Ou seja, a Amazônia está se aproximando mais rápido do que se pensava de seu ponto de inflexão. “Se a perda da Floresta Amazônica se tornar irreversível, o efeito sobre a mudança do clima será significativo”, disse Tim Lenton, diretor do Global Systems Institute, na Universidade de Exeter, Inglaterra, coautor do texto. Caso a gente chegue a esse ponto, 90 bilhões de toneladas de CO₂ vão pro céu – e a Terra vira inferno.

A justificativa dada é nossa dependência externa de fertilizantes minerais; então convém lembrar que os indígenas não só preservam a Amazônia, como ajudaram a cultivá-la. Porém, se há quem não veja o que é claro como o dia, existem os que parecem dotados de visão de raios-x. Só isso explicaria que o Presidente da República conseguisse descobrir as jazidas de potássio em plena Amazônia, já que as conhecidas se encontram entre 650m e 1.200m de profundidade. O seu dom, entretanto, parece ter uma fraqueza: só funciona em terras indígenas. Seja lá qual for o problema, é para lá que ele mira.
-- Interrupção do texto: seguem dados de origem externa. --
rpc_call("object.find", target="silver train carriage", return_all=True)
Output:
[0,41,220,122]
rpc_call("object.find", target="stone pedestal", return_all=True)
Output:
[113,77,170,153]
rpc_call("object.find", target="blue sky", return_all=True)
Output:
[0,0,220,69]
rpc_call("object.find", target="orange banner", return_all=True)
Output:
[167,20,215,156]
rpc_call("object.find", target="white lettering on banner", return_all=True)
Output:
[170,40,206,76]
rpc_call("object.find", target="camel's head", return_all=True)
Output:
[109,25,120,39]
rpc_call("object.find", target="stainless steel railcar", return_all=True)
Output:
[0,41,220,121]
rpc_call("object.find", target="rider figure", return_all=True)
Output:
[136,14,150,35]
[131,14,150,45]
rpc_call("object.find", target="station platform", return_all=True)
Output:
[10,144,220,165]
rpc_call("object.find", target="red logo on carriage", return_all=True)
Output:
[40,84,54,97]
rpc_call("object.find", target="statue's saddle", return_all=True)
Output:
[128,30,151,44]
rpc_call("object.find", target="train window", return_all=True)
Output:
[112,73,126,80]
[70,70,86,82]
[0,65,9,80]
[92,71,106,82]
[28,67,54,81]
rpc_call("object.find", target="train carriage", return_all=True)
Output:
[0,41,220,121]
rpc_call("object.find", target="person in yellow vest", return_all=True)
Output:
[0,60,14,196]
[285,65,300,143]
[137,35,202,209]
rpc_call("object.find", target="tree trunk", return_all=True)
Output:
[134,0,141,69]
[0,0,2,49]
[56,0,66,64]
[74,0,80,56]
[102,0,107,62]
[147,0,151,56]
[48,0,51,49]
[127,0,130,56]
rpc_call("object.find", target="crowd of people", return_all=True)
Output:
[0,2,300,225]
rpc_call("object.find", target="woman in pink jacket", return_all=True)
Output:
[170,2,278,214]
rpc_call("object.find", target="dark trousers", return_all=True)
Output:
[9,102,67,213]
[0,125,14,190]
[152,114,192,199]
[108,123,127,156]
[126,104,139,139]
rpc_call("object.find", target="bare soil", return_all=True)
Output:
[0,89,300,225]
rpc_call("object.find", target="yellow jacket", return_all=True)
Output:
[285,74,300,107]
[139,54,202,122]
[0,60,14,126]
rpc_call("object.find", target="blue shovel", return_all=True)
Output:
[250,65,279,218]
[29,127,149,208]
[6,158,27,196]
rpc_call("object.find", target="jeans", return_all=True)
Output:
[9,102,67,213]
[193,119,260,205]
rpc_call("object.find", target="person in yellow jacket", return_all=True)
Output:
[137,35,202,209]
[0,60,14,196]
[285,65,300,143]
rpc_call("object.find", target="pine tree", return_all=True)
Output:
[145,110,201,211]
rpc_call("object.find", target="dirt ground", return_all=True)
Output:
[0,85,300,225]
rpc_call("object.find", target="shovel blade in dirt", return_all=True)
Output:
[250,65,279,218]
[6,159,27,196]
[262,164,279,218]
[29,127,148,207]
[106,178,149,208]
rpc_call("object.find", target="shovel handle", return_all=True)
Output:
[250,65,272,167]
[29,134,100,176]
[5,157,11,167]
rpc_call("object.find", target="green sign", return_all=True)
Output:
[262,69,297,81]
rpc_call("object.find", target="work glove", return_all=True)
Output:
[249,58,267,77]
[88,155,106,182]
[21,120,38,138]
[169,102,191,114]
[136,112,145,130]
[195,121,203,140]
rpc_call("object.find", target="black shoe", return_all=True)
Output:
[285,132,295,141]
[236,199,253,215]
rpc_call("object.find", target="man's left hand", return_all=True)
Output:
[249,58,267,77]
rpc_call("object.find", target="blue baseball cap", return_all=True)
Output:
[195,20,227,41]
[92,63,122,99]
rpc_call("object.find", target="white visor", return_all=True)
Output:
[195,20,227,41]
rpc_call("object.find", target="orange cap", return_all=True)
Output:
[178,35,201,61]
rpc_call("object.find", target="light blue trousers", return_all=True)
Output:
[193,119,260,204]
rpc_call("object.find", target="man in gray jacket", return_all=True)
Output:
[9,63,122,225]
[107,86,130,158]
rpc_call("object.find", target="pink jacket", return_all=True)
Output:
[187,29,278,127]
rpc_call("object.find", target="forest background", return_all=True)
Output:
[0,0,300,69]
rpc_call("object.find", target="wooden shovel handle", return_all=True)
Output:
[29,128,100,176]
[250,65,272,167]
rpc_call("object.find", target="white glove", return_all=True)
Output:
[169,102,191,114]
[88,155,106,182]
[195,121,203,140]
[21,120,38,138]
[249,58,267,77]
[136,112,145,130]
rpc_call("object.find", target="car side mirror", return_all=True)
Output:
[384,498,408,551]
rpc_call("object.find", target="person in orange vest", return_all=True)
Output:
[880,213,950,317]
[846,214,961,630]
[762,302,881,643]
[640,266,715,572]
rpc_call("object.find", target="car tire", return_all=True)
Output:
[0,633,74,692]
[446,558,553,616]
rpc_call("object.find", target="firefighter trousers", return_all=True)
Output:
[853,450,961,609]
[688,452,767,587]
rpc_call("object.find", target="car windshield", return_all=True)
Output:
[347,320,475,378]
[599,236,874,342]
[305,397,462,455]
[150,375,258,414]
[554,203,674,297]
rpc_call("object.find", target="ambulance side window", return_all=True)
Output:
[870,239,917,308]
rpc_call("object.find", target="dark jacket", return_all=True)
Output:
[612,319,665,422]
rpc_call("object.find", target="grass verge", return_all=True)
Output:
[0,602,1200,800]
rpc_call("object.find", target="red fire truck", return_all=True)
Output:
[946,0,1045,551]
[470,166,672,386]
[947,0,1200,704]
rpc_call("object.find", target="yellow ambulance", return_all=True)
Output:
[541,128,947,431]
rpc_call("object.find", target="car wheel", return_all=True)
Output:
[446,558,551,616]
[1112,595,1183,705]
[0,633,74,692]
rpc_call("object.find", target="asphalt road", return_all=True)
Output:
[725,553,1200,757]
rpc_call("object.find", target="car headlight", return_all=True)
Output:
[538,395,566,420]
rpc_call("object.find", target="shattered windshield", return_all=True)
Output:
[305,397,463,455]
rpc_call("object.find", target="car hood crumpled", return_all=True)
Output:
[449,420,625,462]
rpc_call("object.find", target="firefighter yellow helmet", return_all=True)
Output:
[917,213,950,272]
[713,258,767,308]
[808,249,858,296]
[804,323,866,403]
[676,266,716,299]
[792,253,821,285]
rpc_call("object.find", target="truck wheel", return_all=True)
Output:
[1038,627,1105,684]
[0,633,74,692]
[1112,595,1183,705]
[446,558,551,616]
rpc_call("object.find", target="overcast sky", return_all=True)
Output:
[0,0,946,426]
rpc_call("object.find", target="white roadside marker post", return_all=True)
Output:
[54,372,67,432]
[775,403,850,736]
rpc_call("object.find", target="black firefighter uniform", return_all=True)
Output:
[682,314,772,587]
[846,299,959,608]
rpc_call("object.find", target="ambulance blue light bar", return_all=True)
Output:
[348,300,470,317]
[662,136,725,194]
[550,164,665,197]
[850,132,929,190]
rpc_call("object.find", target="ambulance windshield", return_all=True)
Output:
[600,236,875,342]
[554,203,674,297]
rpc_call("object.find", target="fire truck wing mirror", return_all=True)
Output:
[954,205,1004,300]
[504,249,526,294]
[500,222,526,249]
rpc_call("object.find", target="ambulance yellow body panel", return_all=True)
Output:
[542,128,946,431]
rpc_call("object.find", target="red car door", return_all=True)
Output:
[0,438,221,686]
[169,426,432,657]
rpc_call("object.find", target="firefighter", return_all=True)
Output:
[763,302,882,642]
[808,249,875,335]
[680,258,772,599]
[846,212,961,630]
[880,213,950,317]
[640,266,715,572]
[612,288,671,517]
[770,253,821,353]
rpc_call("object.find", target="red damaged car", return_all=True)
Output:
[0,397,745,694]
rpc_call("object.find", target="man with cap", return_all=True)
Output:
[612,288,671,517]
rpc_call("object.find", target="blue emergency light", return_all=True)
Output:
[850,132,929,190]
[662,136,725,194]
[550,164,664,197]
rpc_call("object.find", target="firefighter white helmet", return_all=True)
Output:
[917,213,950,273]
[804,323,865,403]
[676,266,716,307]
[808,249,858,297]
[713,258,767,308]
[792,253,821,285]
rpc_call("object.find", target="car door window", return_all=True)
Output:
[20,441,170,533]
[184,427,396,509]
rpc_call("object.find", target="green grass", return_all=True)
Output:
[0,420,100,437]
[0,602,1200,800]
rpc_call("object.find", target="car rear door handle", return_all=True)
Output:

O fertilizante russo é apenas a bola da vez; antes, cogitou-se até que o Brasil entrasse para o ramo de bijuterias de nióbio. Ronaldinho Gaúcho era craque nisso: olhar para um lado e tocar para o outro. “A demanda por potássio em terras indígenas é irrisória. O interesse real das mineradoras está na extração de ouro e diamante”, analisa a jogada Márcio Santilli, sócio-fundador e assessor político do Instituto Socioambiental (ISA). “Não são os interesses dos indígenas ou da União que motivam a proposta de regulamentação dessa atividade, mas sim o interesse econômico de determinados grupos”, pontifica o Ministério Público Federal. Precisa de VAR?

Há 40 jazidas do mineral e de fósforo, outro ingrediente da receita dos fertilizantes, que não estão localizadas em terras indígenas ou unidades de conservação. Mas ainda que o presidente pudesse enxergar o subsolo, parece que ele não consegue ver o óbvio, que as verdadeiras riquezas da Amazônia estão na superfície. O “Ato pela Terra contra o Pacote da Destruição” também prevê a entrega de um documento ao Senado: “O presidente da Câmara tem dado mostras de fazer passar toda a desastrosa permissividade que o atual governo propõe”, explica Caetano Veloso. É preciso tirar a peneira da frente dos olhos daqueles que ainda se negam a ver o sol.

O Ato pela Terra contra o Pacote da Destruição acontece neste dia 9/03 (terça-feira), a partir das 15h, em frente ao Congresso Nacional, em Brasília. O ato reúne artistas e representantes da sociedade civil, e é apoiado por 232 entidades e movimentos.